The D-Day from “Saving Private Ryan” was filmed in 15 days using 1500 extras and lots of effort to make it feel almost as if we were there ourselves.
Here is how it was made.
Filming the Normandy scene took place at Curracloe Beach in Wexford, Ireland.
The opening invasion scene was filmed in only 15 days but it included 1,500 extras.
Of these extras, one thousand members were from the Irish Army Reserve.
Costume designer Joanna Johnston recreated 3 thousand uniforms.
She found the company that made the original boots and ordered 2 thousand pairs.
Mr. Spielberg wasn’t the only one giving direction during this film.
Extras took direction from former Marine Corps Captain Dale Dye. In preproduction, he put the main actors through a bootcamp which brought the actors together for filming.
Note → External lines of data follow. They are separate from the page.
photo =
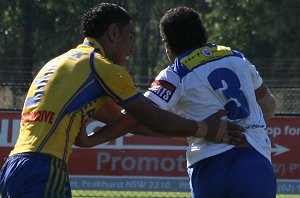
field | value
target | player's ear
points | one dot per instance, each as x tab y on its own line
113	32
169	53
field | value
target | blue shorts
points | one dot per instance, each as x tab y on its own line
29	175
238	172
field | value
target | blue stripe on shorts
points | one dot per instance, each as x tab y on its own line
237	173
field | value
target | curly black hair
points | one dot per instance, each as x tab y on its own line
96	20
182	29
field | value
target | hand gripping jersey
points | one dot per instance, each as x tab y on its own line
205	80
65	92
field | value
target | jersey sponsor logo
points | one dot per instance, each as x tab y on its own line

Tom Hanks talking about the boot camp, “We are playing guys who are tired and miserable…we couldn’t have done that without having gone through something like Dale Dye put us through”.
Many of the soldiers are either shot of die under water before making it to the beach.
These scenes were captured by attaching a 40 foot crane which lowered into the sea.
Cinematographer Janusz Kaminski helped helped Spielberg give the film a gritty diffused look.
In addition, the editors (color correctors) put the film’s negatives through a process to extract color.
The final touch came from using 45 and 90 degree shutters instead of the usual 180 degree shutters. This removed movement blur during action sequences…
…which adds a crisp look to the explosions making them, in Spielberg’s words, “even more frightening”.
Everything from rain-drops to dirt particles become clear to the audience.
To capture moments such as the Germans firing down on the troops took a full night of setting up gunshot squibs (small explosions from the bullets hitting the beach).
Arrows pointing to squib placements for the shot.
They only had 2 chances to get the shot right or they’d have to take another day to reset-up.
Spielberg’s FX team created guns that sent a signal from the moment a blank was fired to a small squib explosion on the character hit by the bullet.
They even measured distance for timing between firing a gun and when the bullet impacted for a squib explosion.
Photos from above and below show an example of a short distance gun firing.
At a short distance the squibs exploded immediately.
If the distance was long, there was a delay between firing and the explosion.
As for audio, Spielberg choose to leave out music during the battle to emphasize only the sound of terror along with ear ringing moments in which Tom Hanks took in the moments of D-Day.
Sound designer Gary Rydstrom wanted to recreate the feeling of being, “shell-shocked”.
During the “ringing” moments, he played ocean noises over a speaker while recording the sounds through a long tube to re-create putting your ear up to a seashell.
From the tranquility, he added a whistling sound to, “snap (Hank’s character) back into reality”.
FX teams made over a thousand dead dummies along with poring in hundreds of gallons of fake blood. They had actual amputees play as extras to add an additional layer of graphic horror to the beach.
Steven Spielberg did not story board the scenes.
This was uncommon of how he traditionally operated. Spielberg wanted to have the scene’s action dictate camera placement for a spontaneous feel.
His theory was to show the chaos of war.
I’d say he and Mr. Hanks did a pretty great job capturing the feel of War in this masterful film: Saving Private Ryan
Sorry if you’ve seen this post before. I did it over a year ago…and got caught-up putting together/replying to comments in my earlier D-Day post.